Most people have never heard of the Libor rate. But most people are impacted, at least indirectly, by it.

Reports that the rate was manipulated to benefit major banks is an emerging scandal with potential to trigger fines, indictments and lawsuits costing tens of billions of dollars.

Once an obscure figure in the financial world, Libor (London interbank offered rate) is getting lots of coverage in the mainstream media these days. And it’s not good press for big banks.

The Libor rate is the interest rate that major banks charge each other for short-term borrowing. It is set daily and is the basis for calculating interest rates in many other financial instruments.

The emerging Libor scandal will further erode public trust in the financial industry, already damaged by the mortgage-based crisis of 2007-09.

With the worst of the financial crisis fading from memory, the public had begun to forget the abuses of big banks — but the Libor scandal is a reminder of the big banks’ abuse of power and profiteering.

What began a few weeks ago as a British financial scandal focused on Barclays bank in London is expected to spread to the United States and major U.S.-based banks such as JPMorgan Chase and Bank of America.

Beyond the further erosion of public trust in large financial institutions, the Libor scandal also will likely generate lawsuits costing the big banks billions.

Several cities and states already are exploring lawsuits that would seek restitution for state agencies, cities, municipalities and school districts that paid more to borrow money or were harmed in interest-rate-swap deals by the alleged manipulation of the Libor rate.

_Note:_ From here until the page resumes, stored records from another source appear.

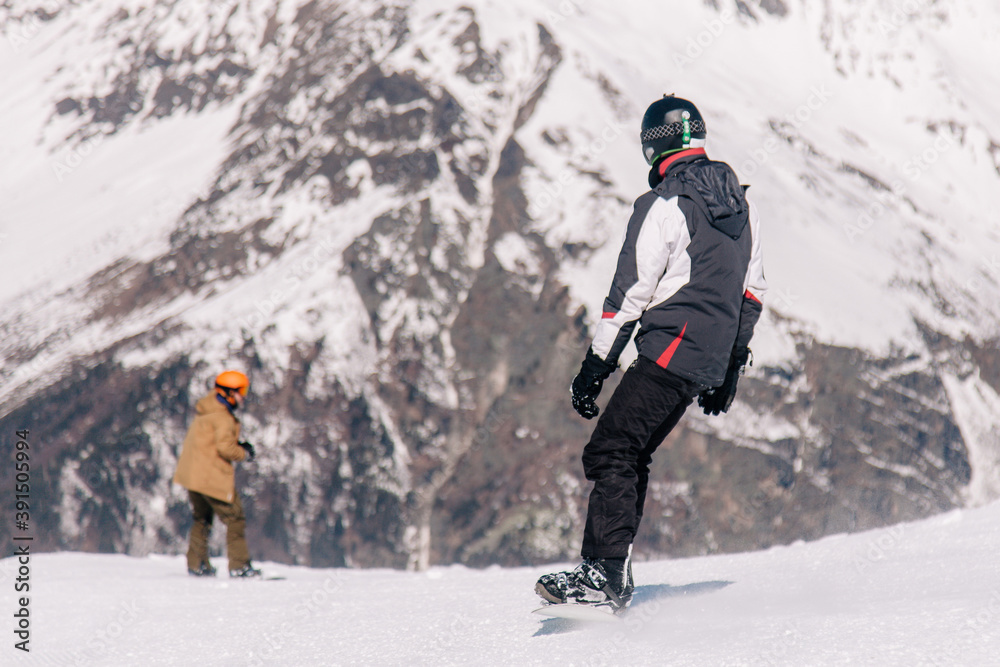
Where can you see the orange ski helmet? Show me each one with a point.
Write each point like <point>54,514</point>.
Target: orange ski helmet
<point>232,381</point>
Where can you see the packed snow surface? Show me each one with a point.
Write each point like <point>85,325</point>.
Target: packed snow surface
<point>925,593</point>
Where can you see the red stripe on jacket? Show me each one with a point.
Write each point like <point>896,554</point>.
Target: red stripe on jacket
<point>668,353</point>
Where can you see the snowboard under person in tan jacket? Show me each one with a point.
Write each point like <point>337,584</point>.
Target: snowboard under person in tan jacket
<point>205,469</point>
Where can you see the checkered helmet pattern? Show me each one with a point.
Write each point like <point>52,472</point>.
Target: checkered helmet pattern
<point>673,129</point>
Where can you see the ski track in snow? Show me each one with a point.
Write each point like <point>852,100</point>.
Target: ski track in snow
<point>923,593</point>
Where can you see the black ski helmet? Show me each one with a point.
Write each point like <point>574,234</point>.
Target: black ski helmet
<point>670,124</point>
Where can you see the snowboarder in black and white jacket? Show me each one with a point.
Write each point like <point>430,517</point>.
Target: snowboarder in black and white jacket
<point>691,274</point>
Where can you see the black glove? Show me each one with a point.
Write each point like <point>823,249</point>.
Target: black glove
<point>587,384</point>
<point>248,448</point>
<point>718,399</point>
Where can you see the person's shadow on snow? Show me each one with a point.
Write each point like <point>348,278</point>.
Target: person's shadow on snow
<point>645,598</point>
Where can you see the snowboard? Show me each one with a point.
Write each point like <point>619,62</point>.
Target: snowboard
<point>578,612</point>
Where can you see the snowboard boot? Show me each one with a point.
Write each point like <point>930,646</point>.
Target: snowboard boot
<point>204,570</point>
<point>605,582</point>
<point>248,571</point>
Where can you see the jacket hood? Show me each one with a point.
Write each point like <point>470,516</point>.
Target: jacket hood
<point>208,404</point>
<point>714,187</point>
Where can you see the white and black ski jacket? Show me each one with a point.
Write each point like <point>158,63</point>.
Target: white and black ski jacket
<point>690,272</point>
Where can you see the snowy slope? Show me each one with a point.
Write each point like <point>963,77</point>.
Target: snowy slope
<point>326,192</point>
<point>925,593</point>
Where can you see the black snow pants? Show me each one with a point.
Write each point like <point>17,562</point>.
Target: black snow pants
<point>645,407</point>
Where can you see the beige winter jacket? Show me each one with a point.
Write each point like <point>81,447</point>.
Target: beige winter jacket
<point>206,461</point>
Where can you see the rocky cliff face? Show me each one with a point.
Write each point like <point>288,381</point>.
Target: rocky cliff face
<point>414,220</point>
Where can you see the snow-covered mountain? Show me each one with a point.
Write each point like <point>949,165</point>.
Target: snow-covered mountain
<point>923,594</point>
<point>401,218</point>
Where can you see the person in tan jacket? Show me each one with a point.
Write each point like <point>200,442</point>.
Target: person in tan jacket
<point>205,469</point>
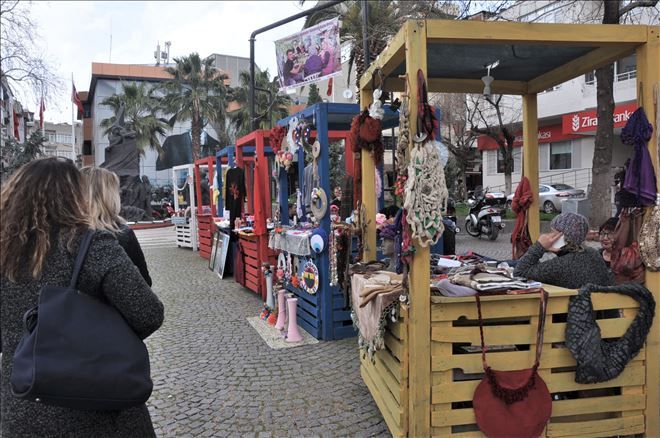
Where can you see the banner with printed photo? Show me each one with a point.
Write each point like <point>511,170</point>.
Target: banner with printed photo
<point>309,56</point>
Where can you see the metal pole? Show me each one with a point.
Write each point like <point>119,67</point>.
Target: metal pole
<point>269,27</point>
<point>365,34</point>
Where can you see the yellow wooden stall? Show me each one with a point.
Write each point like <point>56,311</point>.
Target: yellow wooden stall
<point>425,377</point>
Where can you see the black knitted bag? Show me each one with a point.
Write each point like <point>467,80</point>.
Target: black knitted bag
<point>600,360</point>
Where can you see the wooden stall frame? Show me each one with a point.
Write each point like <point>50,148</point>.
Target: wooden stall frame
<point>605,44</point>
<point>186,234</point>
<point>253,148</point>
<point>330,321</point>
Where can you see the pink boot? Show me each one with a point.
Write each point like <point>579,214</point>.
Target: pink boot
<point>293,335</point>
<point>281,309</point>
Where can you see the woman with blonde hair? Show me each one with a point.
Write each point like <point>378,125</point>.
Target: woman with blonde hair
<point>45,213</point>
<point>105,204</point>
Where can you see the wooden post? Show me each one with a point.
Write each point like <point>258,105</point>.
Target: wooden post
<point>419,329</point>
<point>648,77</point>
<point>368,189</point>
<point>531,160</point>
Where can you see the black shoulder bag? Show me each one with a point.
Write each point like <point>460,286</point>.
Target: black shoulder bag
<point>79,352</point>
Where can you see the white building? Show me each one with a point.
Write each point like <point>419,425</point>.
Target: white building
<point>58,139</point>
<point>107,80</point>
<point>567,113</point>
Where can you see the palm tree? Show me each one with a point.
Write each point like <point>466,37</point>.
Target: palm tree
<point>269,108</point>
<point>141,107</point>
<point>198,93</point>
<point>385,20</point>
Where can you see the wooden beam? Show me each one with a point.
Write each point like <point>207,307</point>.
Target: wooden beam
<point>531,161</point>
<point>499,32</point>
<point>388,60</point>
<point>648,78</point>
<point>475,86</point>
<point>369,197</point>
<point>455,85</point>
<point>584,64</point>
<point>419,329</point>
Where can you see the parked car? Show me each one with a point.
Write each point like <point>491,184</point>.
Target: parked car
<point>552,196</point>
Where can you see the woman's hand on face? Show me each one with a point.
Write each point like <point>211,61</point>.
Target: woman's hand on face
<point>548,239</point>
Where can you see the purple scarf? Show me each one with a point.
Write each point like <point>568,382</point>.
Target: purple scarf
<point>640,177</point>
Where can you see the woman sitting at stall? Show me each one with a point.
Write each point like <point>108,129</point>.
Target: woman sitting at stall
<point>606,237</point>
<point>574,264</point>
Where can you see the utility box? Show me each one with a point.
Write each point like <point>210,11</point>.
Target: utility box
<point>581,206</point>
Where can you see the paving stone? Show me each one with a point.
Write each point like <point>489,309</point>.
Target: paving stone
<point>214,376</point>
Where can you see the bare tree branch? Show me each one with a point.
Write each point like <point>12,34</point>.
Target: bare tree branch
<point>636,4</point>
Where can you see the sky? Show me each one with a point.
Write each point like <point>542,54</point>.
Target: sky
<point>75,34</point>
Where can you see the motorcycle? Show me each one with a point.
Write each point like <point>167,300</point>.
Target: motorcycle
<point>485,216</point>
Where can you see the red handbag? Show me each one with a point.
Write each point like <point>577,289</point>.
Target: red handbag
<point>627,261</point>
<point>512,404</point>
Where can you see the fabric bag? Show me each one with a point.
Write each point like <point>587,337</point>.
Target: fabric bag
<point>600,360</point>
<point>513,403</point>
<point>78,352</point>
<point>627,261</point>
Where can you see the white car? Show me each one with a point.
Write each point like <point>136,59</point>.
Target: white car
<point>552,196</point>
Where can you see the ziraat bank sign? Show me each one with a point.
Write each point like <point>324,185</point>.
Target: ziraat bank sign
<point>587,121</point>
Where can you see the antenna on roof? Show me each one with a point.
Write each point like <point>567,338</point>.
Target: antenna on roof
<point>110,57</point>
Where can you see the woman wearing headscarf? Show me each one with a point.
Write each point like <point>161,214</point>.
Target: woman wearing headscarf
<point>574,265</point>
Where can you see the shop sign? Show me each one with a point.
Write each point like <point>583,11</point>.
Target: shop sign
<point>546,134</point>
<point>587,121</point>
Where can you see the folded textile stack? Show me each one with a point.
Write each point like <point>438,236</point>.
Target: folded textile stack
<point>484,280</point>
<point>375,296</point>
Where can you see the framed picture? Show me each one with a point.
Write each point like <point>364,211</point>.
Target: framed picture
<point>221,253</point>
<point>214,248</point>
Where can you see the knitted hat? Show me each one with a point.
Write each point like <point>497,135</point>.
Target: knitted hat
<point>574,226</point>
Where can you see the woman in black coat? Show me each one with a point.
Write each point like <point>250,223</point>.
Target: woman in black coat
<point>105,204</point>
<point>45,212</point>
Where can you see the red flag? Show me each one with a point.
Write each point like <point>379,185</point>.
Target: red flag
<point>17,123</point>
<point>42,109</point>
<point>75,98</point>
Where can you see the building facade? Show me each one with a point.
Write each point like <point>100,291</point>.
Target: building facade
<point>567,113</point>
<point>58,140</point>
<point>107,80</point>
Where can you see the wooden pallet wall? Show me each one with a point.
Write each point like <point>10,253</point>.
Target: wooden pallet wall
<point>387,376</point>
<point>595,410</point>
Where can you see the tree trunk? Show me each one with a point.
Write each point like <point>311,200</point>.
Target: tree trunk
<point>196,135</point>
<point>462,187</point>
<point>601,202</point>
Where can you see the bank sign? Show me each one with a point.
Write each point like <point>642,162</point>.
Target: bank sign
<point>587,121</point>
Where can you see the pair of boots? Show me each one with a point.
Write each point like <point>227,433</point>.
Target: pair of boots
<point>292,334</point>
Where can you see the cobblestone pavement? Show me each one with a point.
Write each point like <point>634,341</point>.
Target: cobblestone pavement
<point>214,376</point>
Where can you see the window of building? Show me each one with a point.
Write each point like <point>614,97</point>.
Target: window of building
<point>560,155</point>
<point>62,138</point>
<point>590,78</point>
<point>626,68</point>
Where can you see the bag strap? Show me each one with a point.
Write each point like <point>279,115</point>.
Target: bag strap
<point>539,330</point>
<point>85,240</point>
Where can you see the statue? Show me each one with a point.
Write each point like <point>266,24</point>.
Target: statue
<point>123,158</point>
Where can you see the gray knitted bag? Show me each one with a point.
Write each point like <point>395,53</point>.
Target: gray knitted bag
<point>600,360</point>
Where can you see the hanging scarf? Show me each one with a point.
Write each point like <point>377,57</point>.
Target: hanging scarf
<point>640,177</point>
<point>427,123</point>
<point>520,238</point>
<point>601,360</point>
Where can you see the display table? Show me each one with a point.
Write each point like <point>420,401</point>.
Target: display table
<point>510,323</point>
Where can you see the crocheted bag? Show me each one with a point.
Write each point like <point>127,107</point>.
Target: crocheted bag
<point>513,403</point>
<point>627,263</point>
<point>599,360</point>
<point>649,240</point>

Another possible outcome of the Libor scandal might be public pressure for tougher financial controls over big banks. But because Wall Street exerts so much influence over politicians and policymakers in Washington, tougher regulation of the financial industry will be fought with campaign contributions and armies of lobbyists, just as was done with the Dodd-Frank financial-reform law.

The Libor scandal started with Barclays, but investigations are targeting other giant banks, including JPMorgan Chase, Citigroup, Bank of America, Royal Bank of Scotland, Deutsche Bank and UBS — many of the same banks involved in the recent financial crisis and deemed too big to fail.

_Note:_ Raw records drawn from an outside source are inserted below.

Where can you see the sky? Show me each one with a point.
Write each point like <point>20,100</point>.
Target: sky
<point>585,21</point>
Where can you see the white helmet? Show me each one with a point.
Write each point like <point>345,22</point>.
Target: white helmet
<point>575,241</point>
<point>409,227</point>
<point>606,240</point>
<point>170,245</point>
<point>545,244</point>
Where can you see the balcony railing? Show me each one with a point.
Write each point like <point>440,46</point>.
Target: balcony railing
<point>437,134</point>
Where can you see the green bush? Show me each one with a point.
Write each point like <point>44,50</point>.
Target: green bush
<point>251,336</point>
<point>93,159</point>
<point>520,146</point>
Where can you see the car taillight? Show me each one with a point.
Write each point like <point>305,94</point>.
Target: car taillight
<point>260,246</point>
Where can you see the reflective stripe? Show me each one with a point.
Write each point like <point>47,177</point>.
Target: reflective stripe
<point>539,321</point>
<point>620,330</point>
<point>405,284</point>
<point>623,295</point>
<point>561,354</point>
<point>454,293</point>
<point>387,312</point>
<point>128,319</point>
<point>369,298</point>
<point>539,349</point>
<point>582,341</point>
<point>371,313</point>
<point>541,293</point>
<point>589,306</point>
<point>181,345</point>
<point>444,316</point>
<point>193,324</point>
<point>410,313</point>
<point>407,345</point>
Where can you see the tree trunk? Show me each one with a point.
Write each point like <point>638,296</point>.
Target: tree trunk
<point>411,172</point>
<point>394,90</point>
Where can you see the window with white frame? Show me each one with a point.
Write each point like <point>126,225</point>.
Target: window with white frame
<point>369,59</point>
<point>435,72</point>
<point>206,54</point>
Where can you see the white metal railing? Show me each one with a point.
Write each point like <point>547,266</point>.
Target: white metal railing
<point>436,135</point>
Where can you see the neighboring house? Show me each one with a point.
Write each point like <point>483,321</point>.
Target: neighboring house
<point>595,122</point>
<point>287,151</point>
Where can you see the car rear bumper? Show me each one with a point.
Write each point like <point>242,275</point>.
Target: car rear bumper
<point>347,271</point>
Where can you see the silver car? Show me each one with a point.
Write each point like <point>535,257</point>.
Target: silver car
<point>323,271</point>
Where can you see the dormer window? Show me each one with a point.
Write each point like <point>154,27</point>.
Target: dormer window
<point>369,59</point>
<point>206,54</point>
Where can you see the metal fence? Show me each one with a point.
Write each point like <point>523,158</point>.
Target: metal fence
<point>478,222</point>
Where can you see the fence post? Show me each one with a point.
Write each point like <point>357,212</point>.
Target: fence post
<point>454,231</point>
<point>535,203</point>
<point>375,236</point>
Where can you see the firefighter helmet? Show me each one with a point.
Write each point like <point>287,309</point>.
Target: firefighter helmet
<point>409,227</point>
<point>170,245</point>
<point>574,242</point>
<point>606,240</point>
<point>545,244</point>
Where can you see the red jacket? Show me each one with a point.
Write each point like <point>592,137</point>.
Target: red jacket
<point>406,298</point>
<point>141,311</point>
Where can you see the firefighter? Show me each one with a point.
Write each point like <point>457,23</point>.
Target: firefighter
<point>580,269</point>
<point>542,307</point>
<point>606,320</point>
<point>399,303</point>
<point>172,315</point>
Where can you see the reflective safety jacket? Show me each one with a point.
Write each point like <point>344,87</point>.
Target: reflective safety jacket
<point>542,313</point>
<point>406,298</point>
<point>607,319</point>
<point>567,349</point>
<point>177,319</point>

Overall, the Libor rate is used to set the interest rate for business loans, municipal bonds, interest rate swaps, home mortgages, student loans and more. An estimated $10 trillion in loans around the world are based on the Libor rate.

In some cases, lower Libor rates hurt some organizations or people while helping others. And in cases where the Libor rate was manipulated to be higher than it actually was, some people were hurt while others benefited. Sorting it all out will be complicated, but the motivation to do so is clear. By some estimates, 75 percent of all major cities have investments tied to Libor.

Few people knew what the Libor rate was until this scandal erupted. But in the coming weeks and months, the public is sure to learn more about Libor and the abuses of major international banks.

It’s further evidence of what looks like a rigged game benefiting the world’s biggest banks and their top executives — at the expense of everyone else.